Alguien a quien se homenajea subiendo sus composiciones a escena. Dejándolas hablar por sí mismas. Sin explicaciones de quién era su autor, ni de cómo se hicieron. Se bailan y se bailan bien. Con toda la energía que se tenga y con todo el poderío que puede mostrar una compañía institucional y nacional como esta.
Bailes coloridos, tal vez demasiado por las tonalidades usadas en los trajes de volantes de ellas. Una paleta de colores que parece sacada de Agatha Ruíz de la Prada, por el uso tan directo del color, y que contrastan con los trajes de ellos. De camisa blanca, con algunas imprimaciones coloridas, y pantalón negro. Lo que permite jugar en escena. Mover el color como si fueran bancos de peces flotando en el agua. Juntando y separando por géneros y por vestimenta.
Coreografía que incluye también la de alguna de sus colaboradoras específicamente para esta pieza. Entre la que destaca el que baila Esther Jurado, la primera bailarina de la compañía. Pero, sobre todo, sorprende ese número final.

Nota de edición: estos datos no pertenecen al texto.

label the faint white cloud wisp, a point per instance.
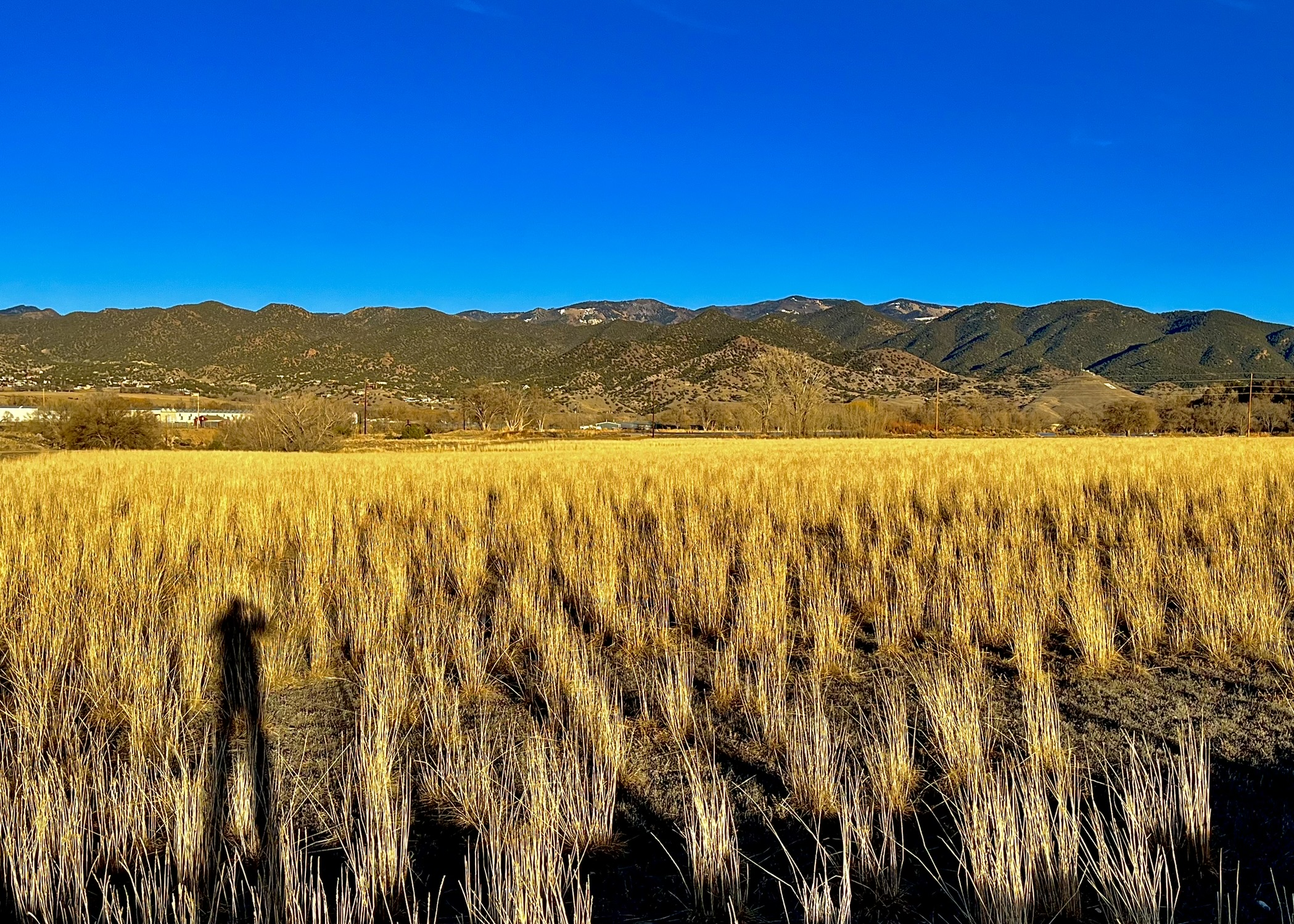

Esos cinco bailaores que con pinta de toreros recogen la alternativa en el baile percutiendo una mesa tabernaria a la que están sentados, bajo un inmenso cartel de toros que también remite a taberna, para levantarse y bailar. Dejarlas a ella sentadas y descansando. Como si fuera un número de West Side Story, pero al estilo flamenco. Levantarse y levantar el ánimo de un público que ya hace rato que está encendido. Y terminar, cerrar la velada con un fuerte, fortísimo aplauso y muchos bravos.
Reacción que tiene su recompensa con una pequeña coda flamenca, como si el Teatro de la Zarzuela se convirtiese en el Corral de la Morería y el público y los artistas no hubieran tenido suficiente y fueran a quedar a la salida para seguir corriéndola. Me refiero a la juerga. Pues si este espectáculo tiene algún problema de verdad es que no da tregua. ¡Ele! ¡Arsa! ¡Olé! ¡Vamos ya!